Not My Name
Not My Name

Reputation: 63

Tkinter window not displaying until after program is run

global window
window = Tk()
window.geometry('300x200')
window.minsize(300,200)
window.maxsize(300,200)
window.configure(bg='black')
window.title("testupdate")

global outputtext
outputtext = tk.StringVar()
outputtext.set("starting window...")

my_label = tk.Label(window, textvariable = outputtext, bg = 'black', fg = 'white', font = 'terminal')
my_label.pack()

class ChangeLabel():
    def __init__(self, text):
        outputtext = tk.StringVar()
        outputtext.set(text)
        my_label.config(textvariable = outputtext)

Here's the main code: https://replit.com/@YourPetFinch/textadventure#main.py

I've been trying to make a text adventure game with Tkinter so I can package it all nicely as an app. I created a function that I can call from another file to update a label as the game output so I can keep the GUI setup simple, but I've been having a problem where the window won't show up until the code has finished running. I'm new to tkinter (and honestly not very good at Python in general) so this is probably a stupid question.

Upvotes: 0

Views: 697

Answers (1)

Tim Roberts
Tim Roberts

Reputation: 54620

That's not how global is used. The global statement is only used inside a function, to state that you're going to modify a global.
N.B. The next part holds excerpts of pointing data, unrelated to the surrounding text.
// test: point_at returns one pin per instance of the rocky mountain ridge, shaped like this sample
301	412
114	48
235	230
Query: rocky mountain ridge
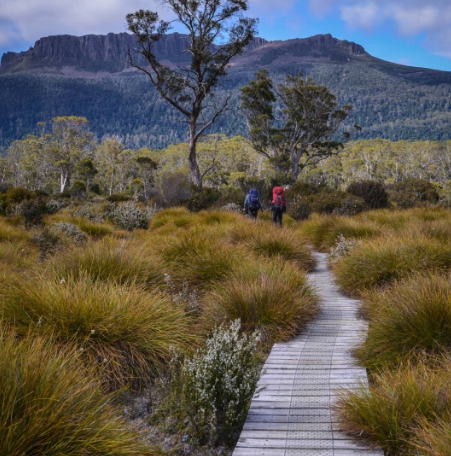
108	53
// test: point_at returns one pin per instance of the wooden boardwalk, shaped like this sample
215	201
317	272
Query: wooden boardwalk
292	414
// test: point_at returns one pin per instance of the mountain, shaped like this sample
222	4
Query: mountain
88	76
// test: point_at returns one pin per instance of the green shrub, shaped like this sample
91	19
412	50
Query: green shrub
32	212
52	406
372	192
69	230
217	385
409	320
413	192
123	330
270	296
202	199
129	216
117	198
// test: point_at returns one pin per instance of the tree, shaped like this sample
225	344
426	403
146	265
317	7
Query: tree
190	89
147	167
300	134
68	143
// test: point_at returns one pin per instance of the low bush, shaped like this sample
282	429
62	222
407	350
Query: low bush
372	192
413	192
388	413
123	330
52	405
202	199
270	296
70	231
409	321
383	260
129	216
217	385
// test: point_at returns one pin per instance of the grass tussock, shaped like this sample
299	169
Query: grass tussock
12	233
52	405
110	260
392	412
323	230
271	296
383	260
199	258
123	330
271	241
409	320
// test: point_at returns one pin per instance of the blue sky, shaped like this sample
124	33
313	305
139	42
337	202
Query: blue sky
410	32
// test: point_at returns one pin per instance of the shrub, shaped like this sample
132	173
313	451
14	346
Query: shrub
342	248
129	216
117	198
270	296
46	241
202	199
70	231
388	412
78	188
372	192
413	192
32	212
123	330
53	406
218	383
409	320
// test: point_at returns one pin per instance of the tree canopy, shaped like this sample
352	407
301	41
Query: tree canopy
294	123
216	34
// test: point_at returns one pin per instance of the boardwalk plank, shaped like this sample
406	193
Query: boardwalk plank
291	411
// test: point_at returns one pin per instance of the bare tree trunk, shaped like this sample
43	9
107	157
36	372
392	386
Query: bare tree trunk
192	157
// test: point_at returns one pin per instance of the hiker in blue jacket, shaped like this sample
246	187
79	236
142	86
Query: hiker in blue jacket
252	203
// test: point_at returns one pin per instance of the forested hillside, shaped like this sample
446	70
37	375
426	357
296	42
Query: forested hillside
390	101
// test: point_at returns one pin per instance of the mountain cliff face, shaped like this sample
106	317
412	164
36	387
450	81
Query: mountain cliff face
108	53
88	76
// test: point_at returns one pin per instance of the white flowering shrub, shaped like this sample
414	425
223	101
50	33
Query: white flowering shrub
218	383
342	248
129	216
70	230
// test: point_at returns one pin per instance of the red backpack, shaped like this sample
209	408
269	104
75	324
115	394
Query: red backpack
278	198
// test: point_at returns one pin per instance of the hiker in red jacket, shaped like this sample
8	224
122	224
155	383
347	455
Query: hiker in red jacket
278	204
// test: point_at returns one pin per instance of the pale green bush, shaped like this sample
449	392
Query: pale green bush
218	383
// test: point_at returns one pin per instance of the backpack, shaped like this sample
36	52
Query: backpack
254	199
278	198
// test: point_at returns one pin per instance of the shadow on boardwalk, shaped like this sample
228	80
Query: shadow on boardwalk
292	414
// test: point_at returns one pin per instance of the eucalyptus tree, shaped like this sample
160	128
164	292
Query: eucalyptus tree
292	124
215	34
66	145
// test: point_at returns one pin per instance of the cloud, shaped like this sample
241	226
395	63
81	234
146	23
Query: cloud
429	20
29	20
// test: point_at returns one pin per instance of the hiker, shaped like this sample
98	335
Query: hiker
278	204
252	203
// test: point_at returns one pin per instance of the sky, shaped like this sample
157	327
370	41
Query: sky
408	32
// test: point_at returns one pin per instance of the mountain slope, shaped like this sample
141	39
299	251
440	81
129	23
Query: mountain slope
88	76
You can't actually make a global that crosses files, but your from gui import * will handle that.

The issue here is understanding event-driven programming. When you create a window, nothing gets drawn. All that does is send a number of messages to signal the core. The messages will not get fetched and dispatched until it gets into the .mainloop(). The main loop processes all the messages and does the drawing, which might queue up more messages.

So, you cannot use time.sleep(2) like that. As you saw, that will interrupt the process and prevent any drawing from being done. Instead, you will have to use window.after to request a callback after some number of seconds. The .mainloop monitors the timers, and will give you a call when time runs out. You cannot use time.sleep inside an event handler either, for the same reason; your GUI will freeze until your event handler returns.